Was die politische Botschaft betrifft, so sollen die seit langem ventilierten Argumente gegen die These vom Kausalnexus zwischen linkem und rechtem Extremismus hier nicht wiederholt werden; auch die empörende Umdeutung des Holocaust in ein Unternehmen, dessen letzte Wurzeln im Judentum selbst liegen sollen, mag außer Betracht bleiben. Hier sei nur das Augenmerk auf die Tatsache gelenkt, daß Ernst Nolte das Liberale System auf eine Weise verteidigt, die geeignet ist, dem von linker wie rechter Seite gegen dieses System formulierten Argwohn Nahrung zu geben. Indem er es als Fortsetzung des okzidentalen Aristokratismus, ja als dessen schönste Blüte interpretiert und zugleich den Faschismus in seiner "gemäßigten" Form eben hier plaziert, erhebt er ihn, ohne es offen auszusprechen, zum Grenzträger dieses Systems, rehabilitiert ihn als eine Art Immunabwehr gegen den Angriff der antihistorischen Mächte. Sobald, so die implizite Botschaft, dieses System derart total in Frage gestellt werde, wie dies durch Bolschewismus oder Radikalfeminismus geschehe, müsse das Liberale System seine Liberalität sistieren und den Kräften freies Schußfeld geben, die bereit sind, der Gewaltdrohung mit Gewalt zu begegnen. Womit keineswegs die von der Verfassung vorgesehenen Notstandsbefugnisse der staatlichen Institutionen gemeint sind, sondern gesellschaftliche Kräfte, Bürgerkriegsparteien.
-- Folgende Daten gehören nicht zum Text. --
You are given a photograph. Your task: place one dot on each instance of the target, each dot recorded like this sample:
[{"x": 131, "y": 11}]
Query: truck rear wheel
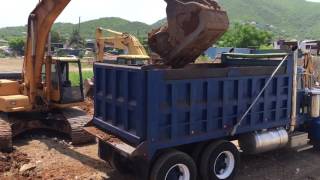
[
  {"x": 174, "y": 165},
  {"x": 220, "y": 161}
]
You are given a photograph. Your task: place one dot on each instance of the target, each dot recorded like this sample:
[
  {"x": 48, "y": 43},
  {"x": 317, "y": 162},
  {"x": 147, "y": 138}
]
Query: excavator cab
[{"x": 66, "y": 81}]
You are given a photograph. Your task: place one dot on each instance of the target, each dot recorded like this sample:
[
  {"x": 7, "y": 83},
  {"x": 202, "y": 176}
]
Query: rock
[{"x": 27, "y": 167}]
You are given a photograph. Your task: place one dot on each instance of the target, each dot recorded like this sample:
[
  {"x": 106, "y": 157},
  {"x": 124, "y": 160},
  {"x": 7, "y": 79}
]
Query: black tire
[
  {"x": 120, "y": 163},
  {"x": 215, "y": 154},
  {"x": 165, "y": 166}
]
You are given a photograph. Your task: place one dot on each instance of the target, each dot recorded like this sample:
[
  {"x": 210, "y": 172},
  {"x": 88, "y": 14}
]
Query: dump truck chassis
[{"x": 68, "y": 121}]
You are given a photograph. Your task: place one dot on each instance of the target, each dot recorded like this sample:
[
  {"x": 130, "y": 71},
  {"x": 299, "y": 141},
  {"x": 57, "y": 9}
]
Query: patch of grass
[{"x": 75, "y": 78}]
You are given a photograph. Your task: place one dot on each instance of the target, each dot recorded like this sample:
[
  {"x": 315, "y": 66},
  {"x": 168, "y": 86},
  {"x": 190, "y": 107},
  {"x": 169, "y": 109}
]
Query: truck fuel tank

Solche Überlegungen sind nicht neu. Ein Herbert Marcuse hätte in ihnen einen Beleg für den geheimen Autoritarismus des Liberalismus gesehen, der im Augenblick der Krise hervortritt; ein Panajotis Kondylis ein spezifisches Kennzeichen des Altliberalismus, der vor dem Übergang zur Massendemokratie zurückschreckt und sich lieber dem Konservatismus in die Arme wirft. Wie immer es darum bestellt sein mag: Mit dem Liberalismus, wie er im Grundgesetz der Bundesrepublik Deutschland verankert ist, ist diese Sicht nicht zu vereinbaren. Wer so schnell bei der Hand ist, Berechtigungszertifikate und Lizenzen für Bürgerkriegsparteien auszustellen, wer soviel Verständnis und Anerkennung für Bewegungen hat, die die Menschenrechte, die Gewaltenteilung, den politischen Pluralismus mit Füßen treten, wer eine ganze Weltgeschichte in der durchsichtigen Absicht konstruiert, den Normalfaschismus als Retter des Abendlands zu präsentieren, der setzt sich dem Verdacht aus, ein Verfassungsfeind zu sein. An der Art, wie er zu Nolte steht, wird sich künftig ermessen lassen, wie liberal ein Liberalismus ist.

Ernst Nolte: "Historische Existenz". Zwischen Anfang und Ende der Geschichte? Piper Verlag, München 1998. 765 S., geb., 78,- DM.